Секция: Теория и история искусства
Скачать книгу(-и): Сборник статей конференции
- Условия публикаций
- Все статьи конференции
дипломов
«МЕДЕЯ» В АСПЕКТЕ ВИЗУАЛЬНОСТИ: ИНТЕРПРЕТАЦИЯ И РЕИНТЕРПРЕТАЦИЯ
Волкова Полина Станиславовна
профессор, канд. филол. наук, доктор философских наук, д-ор искусствоведения, профессор Ростовской государственной консерватории; член Союза композиторов РФ, г. Краснодар
Невская Полина Вячеславовна
доцент, канд. филол. наук, Краснодарский государственный университет культуры и искусств, доцент кафедры теории и практики межкультурной коммуникации, г.
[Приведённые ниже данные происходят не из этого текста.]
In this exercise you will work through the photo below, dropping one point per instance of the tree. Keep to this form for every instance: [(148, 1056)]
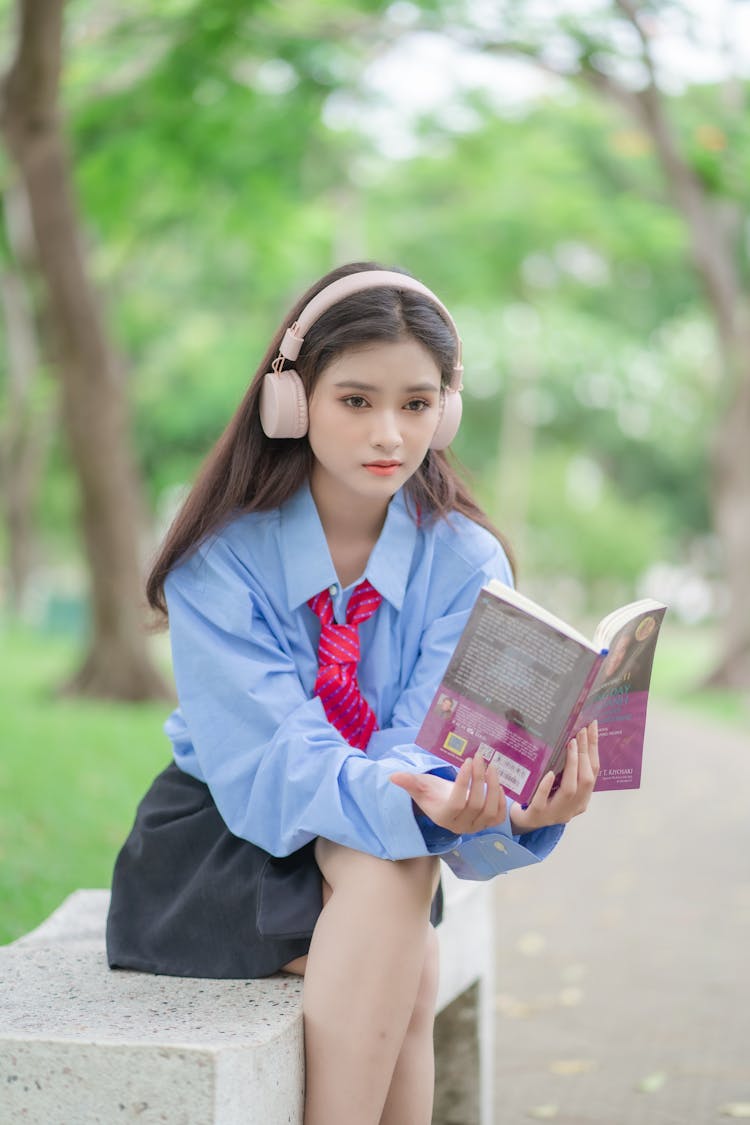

Краснодар
E-mail: nevpolina@mail.ru
На сегодняшний день многие ученые-гуманитарии склоняются к тому, что современная картина мира складывается под знаком так называемого визуального поворота. Речь в данном случае идет о том, что визуальность, тотально присутствующая в нашей жизни, утратила статус особенного и/или элитарного явления, выступая не столько в качестве неотъемлемой составляющей нашей повседневной, сколько повседневности как таковой. Именно поэтому базовыми для современной гуманитарной науки направлениями зарубежные исследователи называют, с одной стороны, «визуальную антропологию» (Д. Руби), с другой — «онтологию визуального» (Ф. Джеймисон). Если в первом случае мы можем говорить о разработке в новых социокультурных условиях выдвигаемого некогда позитивистами тезиса об очевидности объективной реальности, то во втором, визуальные исследования предстают своего рода новейшей метафизикой, поскольку, как утверждает Ф. Джеймисон «все смыслы обретаются в напряжении между господством взгляда (gaze) и неограниченным богатством визуального объекта» [9, с. 414].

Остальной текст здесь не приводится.